| | Jim, I use the words confidence and incompetence differently. For me, confidence is a feeling of trust in one's abilities in a particular area. It is acquired over time, from experience. Because it is based upon a series of evaluations of past events in that area, and those evaluations might have been made on bad information, or on faulty reasoning, the confidence might be misplaced. There is also pseudo-confidence. That would be where the person lies to themselves about their abilities in a particular area. Confidence and pseudo-confidence feel very different. The first feels comfortable and freeing. The second feels brittle and restricting and uncomfortable.

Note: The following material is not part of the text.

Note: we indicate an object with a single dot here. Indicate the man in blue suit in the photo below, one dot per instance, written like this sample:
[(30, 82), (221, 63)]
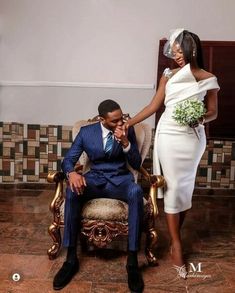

Competence and incompetence are determined in the context of the task undertaken - not the context of a third parties value judgment of the desirability of the task. E.g., the more incompetent Nancy Peolosi turns out to be in getting Obama-Care passed, the happier I am.
Obama had reason to be confident in his abilities to persuade people, based upon his competent performance in getting elected. As he experiences failure despite his best political skills, will he lose confidence? Well, because appearing to be confident is a political skill, he will try to fake it for his audience and politicians are often good body-language liars.
But his expectations and motivations will tell the story about his actual confidence level. If he went into this knowing that his popularity would decline and that the tide would turn and that he would start loosing battles, then his confidence might not drop. Just as my understanding that I can't flap my arms and fly keeps me from losing confidence if I were to flap my arms and show someone that it wasn't going to happen. On the other hand, if Obama suffers a narcissistic need to see himself succeeding or being loved even when the polls tell a different story, then he will start experiencing pseudo-confidence.
If he does not lie to himself, but it comes as a surprise that he isn't still winning most of them, he will suffer lowered confidence. Confidence is a tendency to feel predisposed to success in a specific skill or task based upon the relation between past experiences and the expectations held at the time.